The Three Gorges Dam, a model for 50 dams to be built in the country, is facing a number of "urgent problems". Photo: Reuters

A decade after China began filling the Three Gorges Dam, concerns about the project's environmental and human cost endure even as the country prepares a huge hydropower expansion.

More than 1.2 million people were displaced as the water in the dam, which started accumulating 10 years ago on Saturday, submerged scores of towns and communities, and thousands of poorly compensated migrants remain mired in poverty.

But the nation's growing thirst for energy means the Three Gorges, which generates roughly as much electricity as a dozen commercial nuclear reactors, is a model for 50 large dams to be built in the country, according to the current five-year plan.

Those barrages will crank out more than the hydropower capacity of the US, putting China - already the world's largest hydropower consumer - on the way to providing 15 per cent of its energy from renewable sources by 2020.

China's state-run media has praised the Three Gorges Dam for generating more than 88.2 terawatt hours (TWh) of electricity last year - more than France's entire yearly output of renewable energy, and exceeding the project's original goal.

The huge reservoir has also been hailed for lessening the floods that have plagued the Yangtze River, claiming thousands of lives as recently as 1998.

But the dam has been blamed for amplifying changes in weather patterns that in 2011 produced the Yangtze's largest drought in half a century, while heavy rainfall has continued to flood cities downstream, killing hundreds.

As dam officials sacrificed energy generation to release water to combat the drought, the State Council, or cabinet, made a rare admission that the dam faced "urgent problems", including the relocation of migrants and ecological damage.

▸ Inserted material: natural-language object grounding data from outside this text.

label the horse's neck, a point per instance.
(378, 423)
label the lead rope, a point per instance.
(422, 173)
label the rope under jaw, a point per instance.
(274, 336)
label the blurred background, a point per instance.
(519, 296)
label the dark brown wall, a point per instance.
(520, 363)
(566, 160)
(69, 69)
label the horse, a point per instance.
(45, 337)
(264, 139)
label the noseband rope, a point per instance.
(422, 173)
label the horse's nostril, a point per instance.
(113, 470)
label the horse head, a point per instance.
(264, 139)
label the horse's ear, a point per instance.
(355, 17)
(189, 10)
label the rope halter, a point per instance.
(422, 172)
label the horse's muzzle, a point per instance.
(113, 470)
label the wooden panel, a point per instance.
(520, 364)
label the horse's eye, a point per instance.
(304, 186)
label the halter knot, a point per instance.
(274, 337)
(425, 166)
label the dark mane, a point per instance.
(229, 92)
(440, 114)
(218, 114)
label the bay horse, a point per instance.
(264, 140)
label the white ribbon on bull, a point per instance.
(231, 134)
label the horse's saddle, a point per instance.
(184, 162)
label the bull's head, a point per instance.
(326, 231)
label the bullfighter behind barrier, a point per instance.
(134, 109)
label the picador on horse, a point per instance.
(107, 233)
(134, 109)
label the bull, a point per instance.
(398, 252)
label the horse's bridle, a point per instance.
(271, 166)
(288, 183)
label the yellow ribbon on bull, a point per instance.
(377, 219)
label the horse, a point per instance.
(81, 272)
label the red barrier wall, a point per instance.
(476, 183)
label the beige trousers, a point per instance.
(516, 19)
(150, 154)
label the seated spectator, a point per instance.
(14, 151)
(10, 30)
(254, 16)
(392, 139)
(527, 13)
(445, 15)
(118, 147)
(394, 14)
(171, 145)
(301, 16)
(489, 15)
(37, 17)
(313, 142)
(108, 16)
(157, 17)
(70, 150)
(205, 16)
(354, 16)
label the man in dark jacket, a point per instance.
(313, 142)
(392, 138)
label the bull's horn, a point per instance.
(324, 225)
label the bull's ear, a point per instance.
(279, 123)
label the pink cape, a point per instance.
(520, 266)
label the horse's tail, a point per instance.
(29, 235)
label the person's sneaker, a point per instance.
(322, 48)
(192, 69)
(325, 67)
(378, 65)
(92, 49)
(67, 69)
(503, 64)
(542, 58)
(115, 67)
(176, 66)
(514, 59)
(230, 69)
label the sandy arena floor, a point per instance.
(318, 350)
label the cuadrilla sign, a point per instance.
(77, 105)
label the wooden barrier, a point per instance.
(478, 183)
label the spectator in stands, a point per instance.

A migrant whose home was submerged said he refused to accept government compensation, saying it was too little and that land assigned to migrants had been sold by local officials.

"The land they compensated us with was scattered in the areas across the city no one else wants. We can't run a business there. Of course we can't sign the agreement," Luo Xianwen, 69, said.

The much-touted power of the dam to boost shipping on the Yangtze - turning it into a highway for large tankers for the first time to reach the inland city of Chongqing - has proved limited.

The ambitious plans for more dams have left some in China's environmental movement feeling powerless. "Industry and local governments support these hydropower projects because they'll profit from them," Dai Qing, who was in prison for her opposition to the Three Gorges Dam, said. "And they will be built no matter what local people say."